Unnamed: 0_level_0,Unnamed: 1_level_0,Unnamed: 2_level_0,cdp_x,cdp_y,data
iline,xline,samples,Unnamed: 3_level_1,Unnamed: 4_level_1,Unnamed: 5_level_1
10090,2150,4.0,43640052,647744704,0.020575
10090,2150,8.0,43640052,647744704,0.022041
10090,2150,12.0,43640052,647744704,0.019659
10090,2150,16.0,43640052,647744704,0.025421
10090,2150,20.0,43640052,647744704,0.025436
...,...,...,...,...,...
10150,2351,3384.0,43414413,647878266,0.000000
10150,2351,3388.0,43414413,647878266,0.000000
10150,2351,3392.0,43414413,647878266,0.000000
10150,2351,3396.0,43414413,647878266,0.000000


The resulting dataset requires some changes to make it compatible again for export to SEGY.
Firstly, the attributes need to be set.

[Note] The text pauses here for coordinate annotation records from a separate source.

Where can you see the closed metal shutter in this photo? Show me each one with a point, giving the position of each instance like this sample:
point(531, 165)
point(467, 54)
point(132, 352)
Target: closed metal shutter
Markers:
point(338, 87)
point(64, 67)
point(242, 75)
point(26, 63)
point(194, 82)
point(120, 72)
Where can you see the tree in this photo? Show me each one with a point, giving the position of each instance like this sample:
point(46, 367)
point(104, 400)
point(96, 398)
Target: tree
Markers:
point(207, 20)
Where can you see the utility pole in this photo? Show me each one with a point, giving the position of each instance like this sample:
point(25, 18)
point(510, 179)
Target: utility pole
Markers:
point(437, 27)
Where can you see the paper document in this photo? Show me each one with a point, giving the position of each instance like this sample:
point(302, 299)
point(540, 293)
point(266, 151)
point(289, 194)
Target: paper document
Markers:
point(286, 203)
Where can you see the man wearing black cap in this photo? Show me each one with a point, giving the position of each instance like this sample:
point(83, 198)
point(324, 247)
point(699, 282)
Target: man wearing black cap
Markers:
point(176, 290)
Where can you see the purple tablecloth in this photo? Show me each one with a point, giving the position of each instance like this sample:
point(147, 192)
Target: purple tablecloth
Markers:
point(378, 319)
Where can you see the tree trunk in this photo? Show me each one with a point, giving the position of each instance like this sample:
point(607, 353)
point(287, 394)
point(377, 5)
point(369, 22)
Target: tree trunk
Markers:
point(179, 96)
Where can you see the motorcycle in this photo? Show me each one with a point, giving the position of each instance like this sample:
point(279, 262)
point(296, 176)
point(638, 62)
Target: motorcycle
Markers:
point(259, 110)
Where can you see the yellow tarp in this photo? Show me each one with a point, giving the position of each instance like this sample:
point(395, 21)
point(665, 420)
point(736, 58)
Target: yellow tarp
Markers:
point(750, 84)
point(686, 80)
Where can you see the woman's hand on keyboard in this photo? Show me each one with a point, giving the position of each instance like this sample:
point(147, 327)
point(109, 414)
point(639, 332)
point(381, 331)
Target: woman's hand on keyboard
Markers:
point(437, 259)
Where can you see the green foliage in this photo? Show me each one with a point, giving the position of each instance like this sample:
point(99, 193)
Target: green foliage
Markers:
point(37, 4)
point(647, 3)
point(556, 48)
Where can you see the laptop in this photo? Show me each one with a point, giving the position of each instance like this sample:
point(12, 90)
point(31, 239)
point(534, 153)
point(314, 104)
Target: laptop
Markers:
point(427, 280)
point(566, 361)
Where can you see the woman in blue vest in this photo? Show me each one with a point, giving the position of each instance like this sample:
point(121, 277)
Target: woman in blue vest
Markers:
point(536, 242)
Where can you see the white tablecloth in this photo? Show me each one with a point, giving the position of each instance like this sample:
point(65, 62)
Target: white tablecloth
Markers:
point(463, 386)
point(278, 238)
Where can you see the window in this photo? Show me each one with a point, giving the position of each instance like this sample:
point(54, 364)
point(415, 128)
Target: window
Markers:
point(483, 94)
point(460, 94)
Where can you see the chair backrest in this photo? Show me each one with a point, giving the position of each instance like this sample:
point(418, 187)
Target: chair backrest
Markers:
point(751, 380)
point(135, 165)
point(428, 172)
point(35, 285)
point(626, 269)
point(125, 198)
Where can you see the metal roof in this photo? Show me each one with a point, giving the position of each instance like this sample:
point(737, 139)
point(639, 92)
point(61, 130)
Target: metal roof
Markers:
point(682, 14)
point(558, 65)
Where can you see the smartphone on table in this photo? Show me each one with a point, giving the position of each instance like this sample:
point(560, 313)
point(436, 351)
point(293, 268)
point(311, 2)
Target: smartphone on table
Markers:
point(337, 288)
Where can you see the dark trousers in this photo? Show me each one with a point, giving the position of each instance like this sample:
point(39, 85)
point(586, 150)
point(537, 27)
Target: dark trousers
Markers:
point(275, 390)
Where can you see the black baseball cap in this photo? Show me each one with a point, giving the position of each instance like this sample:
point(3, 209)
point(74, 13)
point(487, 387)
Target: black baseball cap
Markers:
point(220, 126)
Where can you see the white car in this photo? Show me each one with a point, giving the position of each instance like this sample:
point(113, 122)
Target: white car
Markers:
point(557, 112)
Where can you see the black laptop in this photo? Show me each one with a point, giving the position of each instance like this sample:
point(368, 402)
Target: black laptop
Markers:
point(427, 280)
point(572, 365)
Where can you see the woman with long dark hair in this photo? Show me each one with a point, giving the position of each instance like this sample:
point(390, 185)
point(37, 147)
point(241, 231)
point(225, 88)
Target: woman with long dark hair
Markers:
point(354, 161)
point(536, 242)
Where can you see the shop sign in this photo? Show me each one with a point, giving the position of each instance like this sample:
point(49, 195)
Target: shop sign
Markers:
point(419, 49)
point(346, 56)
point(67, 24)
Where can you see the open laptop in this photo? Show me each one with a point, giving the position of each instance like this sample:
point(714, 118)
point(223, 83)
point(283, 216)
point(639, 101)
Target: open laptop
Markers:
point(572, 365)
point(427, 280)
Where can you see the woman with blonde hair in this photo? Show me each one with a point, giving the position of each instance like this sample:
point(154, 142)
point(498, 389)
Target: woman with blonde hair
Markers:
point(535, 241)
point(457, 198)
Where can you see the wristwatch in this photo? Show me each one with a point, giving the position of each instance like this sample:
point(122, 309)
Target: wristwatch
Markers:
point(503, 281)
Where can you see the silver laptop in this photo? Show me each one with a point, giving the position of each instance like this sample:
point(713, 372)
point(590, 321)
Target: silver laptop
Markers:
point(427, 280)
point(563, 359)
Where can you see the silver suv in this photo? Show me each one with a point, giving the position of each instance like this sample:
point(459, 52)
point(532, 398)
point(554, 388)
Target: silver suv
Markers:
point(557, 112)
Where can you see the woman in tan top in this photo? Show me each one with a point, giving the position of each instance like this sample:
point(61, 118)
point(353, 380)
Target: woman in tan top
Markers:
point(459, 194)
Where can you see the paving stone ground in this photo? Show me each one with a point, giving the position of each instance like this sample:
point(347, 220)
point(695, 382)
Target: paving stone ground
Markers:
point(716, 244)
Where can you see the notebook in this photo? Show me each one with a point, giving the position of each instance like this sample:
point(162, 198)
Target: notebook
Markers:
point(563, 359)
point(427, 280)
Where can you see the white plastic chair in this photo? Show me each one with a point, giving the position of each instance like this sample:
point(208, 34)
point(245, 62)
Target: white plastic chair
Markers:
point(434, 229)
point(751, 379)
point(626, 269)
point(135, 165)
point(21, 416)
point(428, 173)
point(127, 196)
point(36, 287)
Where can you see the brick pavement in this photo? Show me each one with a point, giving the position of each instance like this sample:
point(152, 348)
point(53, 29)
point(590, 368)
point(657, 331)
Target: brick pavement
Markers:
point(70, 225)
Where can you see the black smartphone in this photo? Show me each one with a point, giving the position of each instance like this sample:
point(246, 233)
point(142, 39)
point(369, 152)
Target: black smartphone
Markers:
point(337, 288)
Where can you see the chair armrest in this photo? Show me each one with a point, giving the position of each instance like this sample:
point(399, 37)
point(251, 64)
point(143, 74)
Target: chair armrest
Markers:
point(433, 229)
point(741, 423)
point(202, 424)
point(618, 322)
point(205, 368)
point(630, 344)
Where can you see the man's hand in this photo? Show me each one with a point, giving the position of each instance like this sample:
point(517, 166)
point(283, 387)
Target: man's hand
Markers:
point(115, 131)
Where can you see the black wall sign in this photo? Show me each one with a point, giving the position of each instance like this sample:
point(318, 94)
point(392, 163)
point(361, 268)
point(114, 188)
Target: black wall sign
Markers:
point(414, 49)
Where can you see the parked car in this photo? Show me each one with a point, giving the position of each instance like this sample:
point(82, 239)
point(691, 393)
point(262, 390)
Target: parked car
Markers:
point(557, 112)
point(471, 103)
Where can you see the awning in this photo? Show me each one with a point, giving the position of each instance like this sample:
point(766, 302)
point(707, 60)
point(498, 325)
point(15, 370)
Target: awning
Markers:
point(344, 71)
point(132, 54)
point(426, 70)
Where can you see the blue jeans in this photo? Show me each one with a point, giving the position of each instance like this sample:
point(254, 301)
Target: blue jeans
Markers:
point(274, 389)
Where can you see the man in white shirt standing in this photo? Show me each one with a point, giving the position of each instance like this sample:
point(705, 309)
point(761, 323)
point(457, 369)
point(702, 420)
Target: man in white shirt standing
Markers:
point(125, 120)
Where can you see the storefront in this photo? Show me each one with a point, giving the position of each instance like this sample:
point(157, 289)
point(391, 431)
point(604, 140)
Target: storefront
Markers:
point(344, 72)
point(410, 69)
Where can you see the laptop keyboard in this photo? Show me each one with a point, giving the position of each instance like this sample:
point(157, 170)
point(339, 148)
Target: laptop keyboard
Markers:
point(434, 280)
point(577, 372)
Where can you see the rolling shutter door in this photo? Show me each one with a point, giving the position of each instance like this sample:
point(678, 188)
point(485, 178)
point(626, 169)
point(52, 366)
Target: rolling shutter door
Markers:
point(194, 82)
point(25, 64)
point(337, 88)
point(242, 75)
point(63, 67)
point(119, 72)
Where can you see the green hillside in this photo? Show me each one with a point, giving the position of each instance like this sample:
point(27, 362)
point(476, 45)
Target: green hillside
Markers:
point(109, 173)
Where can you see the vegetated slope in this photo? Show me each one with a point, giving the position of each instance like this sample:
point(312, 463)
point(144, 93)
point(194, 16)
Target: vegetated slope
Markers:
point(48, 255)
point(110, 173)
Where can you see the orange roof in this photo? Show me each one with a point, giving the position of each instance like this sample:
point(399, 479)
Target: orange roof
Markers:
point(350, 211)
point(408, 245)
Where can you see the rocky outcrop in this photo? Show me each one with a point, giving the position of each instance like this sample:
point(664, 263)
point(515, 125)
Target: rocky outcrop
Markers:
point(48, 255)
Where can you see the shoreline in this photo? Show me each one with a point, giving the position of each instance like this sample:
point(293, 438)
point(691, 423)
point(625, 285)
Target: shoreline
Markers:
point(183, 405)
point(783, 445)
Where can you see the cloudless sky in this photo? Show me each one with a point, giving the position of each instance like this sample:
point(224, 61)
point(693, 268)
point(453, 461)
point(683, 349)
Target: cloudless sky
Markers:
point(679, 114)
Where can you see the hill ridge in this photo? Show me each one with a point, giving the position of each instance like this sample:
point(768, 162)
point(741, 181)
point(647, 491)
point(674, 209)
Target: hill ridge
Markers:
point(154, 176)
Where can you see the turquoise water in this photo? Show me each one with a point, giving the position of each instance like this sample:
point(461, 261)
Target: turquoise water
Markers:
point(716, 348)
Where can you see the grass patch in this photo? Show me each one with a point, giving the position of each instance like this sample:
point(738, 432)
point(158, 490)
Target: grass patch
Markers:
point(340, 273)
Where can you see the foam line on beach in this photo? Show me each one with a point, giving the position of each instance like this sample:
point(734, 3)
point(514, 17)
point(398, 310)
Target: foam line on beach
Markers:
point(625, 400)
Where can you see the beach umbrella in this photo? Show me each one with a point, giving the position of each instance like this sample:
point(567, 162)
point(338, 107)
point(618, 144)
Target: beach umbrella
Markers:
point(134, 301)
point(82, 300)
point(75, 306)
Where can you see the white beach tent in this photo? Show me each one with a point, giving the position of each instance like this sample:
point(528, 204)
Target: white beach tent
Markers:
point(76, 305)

The simplest way is to copy these from the original SEG-Y input. Otherwise they can be set manually. `segysak` specifically needs the `sample_rate` and the `coord_scalar` attributes.

In [6]:
volve_3d_ds.attrs = volve_3d.attrs
display(volve_3d_ds.attrs)

{'seisnc': '{"coord_scalar": -100.0, "coord_scaled": false}'}

The `cdp_x` and `cdp_y` positions must be reduced to 2D along the vertical axis "twt" and set as coordinates.

In [7]:
volve_3d_ds["cdp_x"]

In [8]:
volve_3d_ds["cdp_x"] = volve_3d_ds["cdp_x"].mean(dim=["samples"])
volve_3d_ds["cdp_y"] = volve_3d_ds["cdp_y"].mean(dim=["samples"])
volve_3d_ds = volve_3d_ds.set_coords(["cdp_x", "cdp_y"])
volve_3d_ds

Afterwards, use the `to_segy` method as normal to return to SEGY.

In [9]:
volve_3d_ds.seisio.to_segy("data/test.segy", iline=189, xline=193, trace_header_map={'cdp_x':181, 'cdp_y':185})

## Very large datasets

If you have a very large dataset (SEG-Y file), it may be possible to use `ds.to_dask_dataframe()` which can perform operations, including the writing of data in a lazy manner.